Babies with TOF often have a noticeable blue or gray color to their skin, nails, and lips. Some look perfectly normal at birth but develop sudden episodes of deep blue coloring when they cry, feed, or become upset. These are called “tet spells,” and they happen when oxygen levels in the blood drop rapidly. Tet spells can also cause dizziness, fainting, or in rare cases seizures.

Over time, low oxygen levels can lead to delayed growth and development. Children with unrepaired TOF also face a higher risk of heart infections (endocarditis) and irregular heart rhythms.

How TOF Is Diagnosed

TOF is sometimes detected before birth during a routine prenatal ultrasound, which can reveal structural abnormalities in the heart. When it isn’t caught prenatally, it’s typically identified shortly after birth. A newborn’s bluish skin color, a heart murmur heard through a stethoscope, or low oxygen readings on a pulse oximeter all raise suspicion. An echocardiogram, which uses sound waves to create a detailed picture of the heart’s structure, confirms the diagnosis by showing all four defects.

Surgical Repair

Open-heart surgery is the definitive treatment for TOF, and the timing has been refined over decades of experience. For babies without symptoms, the recommended window for elective repair is between 3 and 6 months of age. Babies who are symptomatic earlier, with frequent tet spells or dangerously low oxygen levels, can safely undergo surgery in the newborn period.

The surgery has two main goals: close the hole between the lower chambers so blood can no longer cross over, and widen the narrowed pathway to the lungs so blood flows freely. In some cases, a patch is placed to enlarge that pathway. The first successful repair of this kind was performed in 1954, and the procedure has been continuously improved since then. A consensus recommendation published by the American Association for Thoracic Surgery confirmed that repair between 3 and 6 months reduces hospital stay length, complication rates, and the likelihood of needing additional procedures.

Long-Term Outlook After Repair

The long-term survival numbers after TOF repair are remarkably good. In a study following 490 patients for up to 36 years after surgery, survival rates were 97% at 10 years, 94% at 20 years, 89% at 30 years, and 85% at 36 years. Most people who had their TOF repaired in childhood go on to live active, full lives.

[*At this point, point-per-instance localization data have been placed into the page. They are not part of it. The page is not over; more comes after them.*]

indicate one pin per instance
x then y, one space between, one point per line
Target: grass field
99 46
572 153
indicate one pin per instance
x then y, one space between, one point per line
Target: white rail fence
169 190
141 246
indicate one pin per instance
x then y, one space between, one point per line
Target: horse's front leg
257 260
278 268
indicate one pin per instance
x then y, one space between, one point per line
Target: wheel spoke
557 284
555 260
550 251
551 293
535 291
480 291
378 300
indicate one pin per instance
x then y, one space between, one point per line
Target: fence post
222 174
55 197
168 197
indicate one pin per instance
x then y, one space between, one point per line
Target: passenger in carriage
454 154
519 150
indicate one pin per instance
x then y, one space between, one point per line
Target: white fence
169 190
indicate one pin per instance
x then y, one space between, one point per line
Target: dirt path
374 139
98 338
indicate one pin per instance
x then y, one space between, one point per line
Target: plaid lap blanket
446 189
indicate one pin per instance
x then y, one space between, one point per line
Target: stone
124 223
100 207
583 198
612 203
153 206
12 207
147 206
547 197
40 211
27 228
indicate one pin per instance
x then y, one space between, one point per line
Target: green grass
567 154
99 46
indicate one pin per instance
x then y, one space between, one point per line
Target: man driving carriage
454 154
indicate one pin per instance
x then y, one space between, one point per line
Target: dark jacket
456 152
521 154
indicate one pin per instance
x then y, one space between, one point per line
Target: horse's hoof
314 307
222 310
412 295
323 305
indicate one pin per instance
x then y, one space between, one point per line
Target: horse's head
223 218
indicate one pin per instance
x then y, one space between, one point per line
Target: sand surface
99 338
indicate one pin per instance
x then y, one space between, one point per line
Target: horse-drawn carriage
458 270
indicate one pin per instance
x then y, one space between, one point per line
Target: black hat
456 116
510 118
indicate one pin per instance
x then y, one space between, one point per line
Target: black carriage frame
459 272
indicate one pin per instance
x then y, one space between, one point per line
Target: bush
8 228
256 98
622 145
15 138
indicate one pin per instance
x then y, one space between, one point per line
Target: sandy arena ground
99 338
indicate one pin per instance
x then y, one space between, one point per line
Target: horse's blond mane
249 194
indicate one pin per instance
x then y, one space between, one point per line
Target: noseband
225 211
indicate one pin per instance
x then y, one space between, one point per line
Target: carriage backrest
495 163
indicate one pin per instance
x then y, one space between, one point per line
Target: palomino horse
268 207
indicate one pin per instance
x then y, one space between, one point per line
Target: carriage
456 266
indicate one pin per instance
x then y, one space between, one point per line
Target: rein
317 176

That said, “repaired” doesn’t always mean “cured.” The most common long-term issue is a leaky pulmonary valve, where the valve between the heart and the lungs doesn’t close tightly and allows blood to flow backward. This puts extra strain on the right side of the heart over years and decades, gradually stretching and weakening it. Because the right and left sides of the heart are physically connected, dysfunction on the right side eventually affects the left side’s pumping ability too.

Some adults with repaired TOF also develop irregular heart rhythms. A widening electrical signal on heart monitoring can serve as an early warning sign for dangerous rhythm problems. For these reasons, people with repaired TOF need lifelong follow-up with a cardiologist, typically with periodic imaging to monitor the heart’s size and function.

When the Pulmonary Valve Needs Replacing

Many adults with repaired TOF will eventually need their pulmonary valve replaced, either through a second open-heart surgery or a catheter-based procedure where the new valve is threaded through a blood vessel. The decision is based on whether the right side of the heart is progressively enlarging, pumping less effectively, or showing new rhythm disturbances. The key is replacing the valve before the heart sustains irreversible damage. When done at the right time, valve replacement carries low risk and can restore normal heart function for years.